Monday, August 31, 2015
A Hong Kong entrepreneur has moved his garment production from the mainland back to the SAR, in a reverse trend under a new business model to address social issues and generate profit simultaneously.
The business model “Creating Shared Value” was developed by Harvard University. Adopting the model, Grandion Industrial chairman Alan Cheung Yick-lun launched his relocation earlier this year, with the mission to revitalize “Made in Hong Kong” brands.
Cheung set up an 80,000-square-foot garment manufacturing base in Tsuen Wan, where young local designers unleash their creativity and their designs are promoted to Grandion customers.
Designers collaborating with the company for the first time get to keep all the profits from the project after expenses are deducted.
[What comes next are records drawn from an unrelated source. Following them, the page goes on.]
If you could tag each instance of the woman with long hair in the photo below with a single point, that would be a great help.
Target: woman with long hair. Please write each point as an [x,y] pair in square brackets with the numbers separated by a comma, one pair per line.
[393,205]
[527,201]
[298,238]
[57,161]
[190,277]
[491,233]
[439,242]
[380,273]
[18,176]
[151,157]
It also employs more than 100 retired workers and new migrants with textile experience.
“We mainly hire local designers, older technicians and migrants from the mainland,” Cheung said. “Instead of competing for cheaper labor in the mainland, I am looking for a way to utilize local resources.”
He said his company invested HK$10 million to develop the project, and expects to generate sales of HK$100 million to HK$200 million.
Three of the four production centers are now operating.
The Social Innovation and Entrepreneurship Development Fund will host a forum of 100 local business leaders on September 9 to kick-start the Creating Shared Value initiative in Hong Kong.
The fund, under a Commission on Poverty task force, said only four of the 50 Hang Seng Index constituent companies could be considered for practicing shared value, but none are homegrown companies.
“Corporations practicing CSV do not only serve the shareholders, but they are responsible to all stakeholders in society,” said task force chairman Stephen Cheung Yan-leung.